El críticamente bien acogido filme La peor persona del mundo (Verdens verste menneske, 2021) fue mi primer contacto con el cine del noruego Joachim Trier. La historia de Julie (Renate Reinsve), una joven adulta que en Oslo busca descubrirse a sí misma y qué quiere de la vida, resultó conmovedora para quien esto escribe por dos razones: la primera es que la protagonista encarna a esa persona que muchos hemos sido alguna vez, alguien que con más torpeza que artificio está en busca de algo sin saber qué exactamente. El segundo motivo es de corte personalísimo; me vi reflejado profundamente en Aksel (Anders Danielsen Lie), novio del personaje de Reinsve, y quien vive situaciones que juraría que Trier calcó de mi vida.
Actualmente se halla en exhibición, en la plataforma Mubi, la más reciente cinta de este creador escandinavo y que se titula Valor sentimental (Affeksjonsverdi, 2025). El cineasta recurre de nueva cuenta a Reinsve para estelarizar su filme. La acompañan el mismo Danielsen Lie y se incorporan figuras de talla global como Elle Fanning y la leyenda sueca Stellan Skarsgård.
Nora Borg (Reinsve) es una intensa actriz teatral que vive de forma muy profunda su profesión, al grado que llega a somatizar en forma de ansiedad o ataques de pánico la disputa personal que tiene con el escenario y las gradas llenas de un recinto. Sus vínculos más estables y cercanos son con su hermana Agnes (Inga Ibsdotter Lilleaas) y su sobrino Erik (Øyvind Hesjedal Loven). En contraparte el más conflictivo es con su padre, Gustav (Skarsgård), un veterano cineasta con el que se reencuentra posteriormente al funeral de su madre.
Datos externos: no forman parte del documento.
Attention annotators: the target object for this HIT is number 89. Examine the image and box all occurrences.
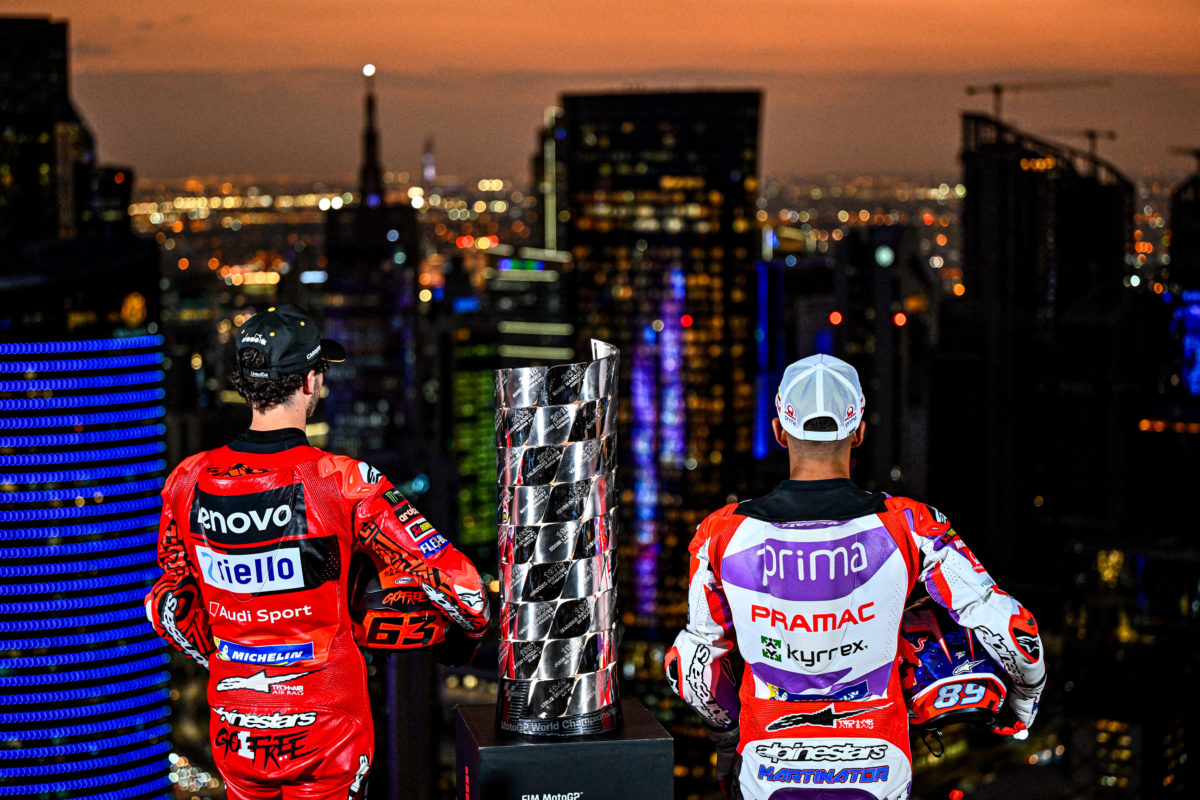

Gustav, a su vez, se encuentra en labor de pre producción de una cinta que será la más personal de su longeva trayectoria y la primera que realizará después de 15 años de sequía. Este desea que Nora protagonice dicho filme, sin embargo la actriz rechaza contundentemente el ofrecimiento. En la proyección de una de las películas de Borg la actriz y celebridad norteamericana Rachel Kemp (Fanning) se ha conmovido hasta las lágrimas y decide conocer personalmente al director. Este contacto resultará, eventualmente, en un vínculo profesional.
Joachim Trier ha manifestado a través de la pantalla una meditación sobre lo que implican los vínculos con aquellas personas más cercanas a nosotros. Por un lado expresa de manera notable cómo dos seres humanos en condiciones similares pueden sostener relaciones radicalmente distantes con la misma persona, esto escenificado en la interacción que Nora y Agnes tienen con su padre.
Por su parte, Gustav encarna no solo cierta asimetría generacional sino que a través de la transformación de un vínculo personal en uno de naturaleza profesional pretende acortar la distancia emocional con lo que él considera «lo mejor que le ha sucedido», sus hijas. Simultáneamente el rol del personaje de Rachel Kemp y su relación con el experimentado cineasta revela otra capa, más oscura, de las relaciones interpersonales; la de la instrumentalización, la pretensión de sustituir a una persona por otra cuando la primera está ausente.
Cada uno de los personajes principales conforma alrededor suyo una red de conexiones las cuales, tal como las de cualquiera, pueden ser narradas y analizadas con miras a entender ¿qué tengo yo con esta persona?, ¿en qué punto es posible nuestro encuentro? Quizás, sin ese objetivo, Trier ha lanzado una notable serie de preguntas sobre qué implica vincularnos, encontrarnos con alguien más.